How much memory does malloc(0) allocate?

Discussion in 'C Programming' started by Lynn McGuire, Jul 26, 2013.

  1. Lynn McGuire

    Eric Sosman Guest

    See 7.22.3p1: "Each such allocation shall yield a pointer
    to an object disjoint from any other object."
     
    Eric Sosman, Jul 26, 2013
    #21
    1. Advertisements

  2. Lynn McGuire

    James Kuyper Guest

    See above.

    The wrapper is not required to follow the same rules that malloc()
    itself is bound by. Allowing behavior that's different from that allowed
    for the wrapped function is one of the most common reasons for writing a
    wrapper.
     
    James Kuyper, Jul 26, 2013
    #22
    1. Advertisements

  3. The poet and divine John Donne condemned the newfangled introduction of
    zero in a sermon.
    The null or empty case is often difficult. For instance if we are pasting
    the empty image into a larger image, obviously it should be a no-op.
    But what if we are stretching an image to 256x256 and displaying it?
    What should that routine do if passed the empty image?
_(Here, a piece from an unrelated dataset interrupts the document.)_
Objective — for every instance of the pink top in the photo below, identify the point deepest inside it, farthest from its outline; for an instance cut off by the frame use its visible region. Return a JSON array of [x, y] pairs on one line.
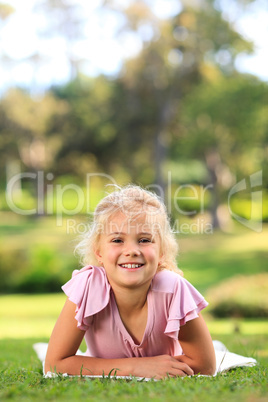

Should a 2x0 image
    compare as equal to a 0x3 image? There aren't any obvious answers and,
    unless null images are used extensively, code authors are unlikely to
    document what happens in the null case.
    malloc(0) not being properly defined just adds one more gotcha. It's
    unsatisfactory. Of course it's possible to implement correct behaviour on
    top of it, but at the cost of cluttering every allocation request with a
    test for zero.
     
    Malcolm McLean, Jul 27, 2013
    #23
  4. Lynn McGuire

    Joe Pfeiffer Guest

    To me, it seems like code shouldn't try to malloc(0). There have been
    examples in this thread of programs that attempt to allocate an empty
    image; it still seems as if you're trying to allocate 0 bytes by the
    time you get to the malloc() call you've failed to adequately check your
    inputs.
     
    Joe Pfeiffer, Jul 27, 2013
    #24
  5. Lynn McGuire

    James Kuyper Guest

    On 07/26/2013 10:23 PM, Joe Pfeiffer wrote:
    ....
    Whether it's a "failure" or "inadequately checked" depends upon how it
    would be used. If, without having to write any special-case code, the
    simple fact that the amount of memory needed is zero guarantees that a
    given program will never dereference the pointer (which is fairly
    plausible), it's no problem if that pointer happens to be null. The
    program could either avoid calling malloc() when the size is zero, or
    avoid panicking when malloc returns 0 if the size is zero. I would favor
    avoiding the call, but I can't see anything horribly wrong with avoiding
    the panic, instead.
     
    James Kuyper, Jul 27, 2013
    #25
  6. Because a and v point to *different* blocks of memory that can hold 0
    bytes of data.

    There are two ways that malloc(0) can work:
    - It always fails (returns NULL)
    - It works exactly like malloc(X) for X>0 (so there is nothing special
    about allocating 0 bytes)

    Bart v Ingen Schenau
     
    Bart van Ingen Schenau, Jul 27, 2013
    #26
  7. Lynn McGuire

    Rosario1903 Guest

    i think malloc() function i use would return one address
    in response to malloc(0), each different each call of malloc(0)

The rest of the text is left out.